Avail yourself of summer as you will. Let the dusky pier boys fawn over you, your perfect flanks gone gold with sun, your little espadrilles. Then vanish into the courtyard, and beneath the bougainvilleas' inhabited petals, savor some of what they gave you for your nose. Father's out back polishing brass appointments on his yacht. Shake out your yellow hair--rest within its cool shelter a while. Perhaps I have over-
drawn you. Perhaps not yet. I have been looking on in lives like yours, with my invisible, self-satisfied derision--the diary of hair you brush out so each night, thrill to think of cutting. Why I bear you such particular malice isn't clear--maybe you seem a primal appetite, hungering Pandora, fingering the latch. On Saturday I drift the opulent mall, with its live palms and carp pools. Young people mutter and laugh among the clothing stores.

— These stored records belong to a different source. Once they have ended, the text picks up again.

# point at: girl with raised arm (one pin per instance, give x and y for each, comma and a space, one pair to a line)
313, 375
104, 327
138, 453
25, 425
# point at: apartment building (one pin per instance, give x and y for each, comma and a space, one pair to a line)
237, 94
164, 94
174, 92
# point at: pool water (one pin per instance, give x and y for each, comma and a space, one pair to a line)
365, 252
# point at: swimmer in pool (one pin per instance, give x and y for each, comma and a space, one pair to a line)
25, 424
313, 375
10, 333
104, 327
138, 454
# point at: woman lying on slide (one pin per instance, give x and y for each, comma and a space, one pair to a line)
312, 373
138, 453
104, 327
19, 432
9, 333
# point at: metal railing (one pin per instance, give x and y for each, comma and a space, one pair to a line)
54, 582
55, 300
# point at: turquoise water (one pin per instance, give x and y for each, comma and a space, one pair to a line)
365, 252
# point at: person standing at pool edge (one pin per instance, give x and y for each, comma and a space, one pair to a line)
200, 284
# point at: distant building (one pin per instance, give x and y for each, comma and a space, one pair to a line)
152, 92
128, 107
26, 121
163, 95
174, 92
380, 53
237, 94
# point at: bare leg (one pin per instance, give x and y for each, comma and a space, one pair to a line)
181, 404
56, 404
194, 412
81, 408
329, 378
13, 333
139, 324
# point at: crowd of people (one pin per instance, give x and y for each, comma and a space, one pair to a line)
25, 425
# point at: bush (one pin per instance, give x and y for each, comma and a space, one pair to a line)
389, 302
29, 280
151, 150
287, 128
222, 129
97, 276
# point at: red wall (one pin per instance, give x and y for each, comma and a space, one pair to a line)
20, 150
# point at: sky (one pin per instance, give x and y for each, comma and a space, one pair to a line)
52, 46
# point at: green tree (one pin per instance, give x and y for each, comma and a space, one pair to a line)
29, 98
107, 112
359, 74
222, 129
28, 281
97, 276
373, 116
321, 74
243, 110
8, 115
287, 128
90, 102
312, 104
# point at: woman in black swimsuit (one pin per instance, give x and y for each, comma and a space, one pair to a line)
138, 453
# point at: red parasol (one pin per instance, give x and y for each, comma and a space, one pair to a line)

And I'm like, I'm like, I'm like, they say--like birds the crooked hangers squeak along the racks. I'm like, I'm like--whatever I am wearing, whatever in this bag has purchased me. Think of the security camera's ghostly penetration of the bags boarding planes. It cannot see the razor's crystal handle; it knows us by our tools, as if we’d been dead a thousand years. Next week you are on your way into a season whose
catalogues are now just being shot and given copy--coy, bold-color sentences, suggesting a life like yours is not just possible, but at hand. You're on your way, and won't it all just hone you-- the Alpine air, the bergamot soap, the perfect reserva, little storms of gypsy fiddling in cafes. I know there is nothing so sentimental as a class contempt, that envious, arrogant hatred, seed of slaughter seeking sunlight. You believe what you
can acquire. But perhaps your life is not unexamined (or no more so than my own), not without its violent, self-denying solitudes, and its fearful moments. This afternoon, in your mother's gallery, you’ll find a large wasp, washing its head, obscenely flexing its dangerous abdomen, scissoring its wings, each portion of its tenuously-connected body menacing you. It will stand there in a cage of sunlight, on the stack of exhibit programs. You will go in empty-handed.
CHARTER BUS
The highway median (young pines standing in patchy snow, birches limbering) goes on vanishing into the convex rear-view mirror. Twice his foot goes cold and tingles, twice he nearly nods off to the restrained, intelligent joy of her voice, poised a few rows behind him, on laughter's verge or a sigh. He knows her to be a remarkable woman--they talked last year on this same route, all the way back in the dark. Seatbacks muffle most of her words, but isn't he happy just cherishing the mirror, the paradox of its bulging center where the lane stripes disappear. It's a moment, meant or meaning unto itself, and he couldn't tell her or anyone what the mirror's appetite means . . . all gone into the light. That's all. Just two hundred yards of the past hang on beside the bus--her voice contains six hard, generous decades. A whole spring landscape pours into the mirror. They are all riding north to sing a Requiem . . . . Concealed in his revisable observations, promises he makes to himself, he's startled when shame, or is it fear, spreads over his scalp. Her words linger far away within the engine's drone, as in a farther room, where curtains blow and tender voices rise and fall together.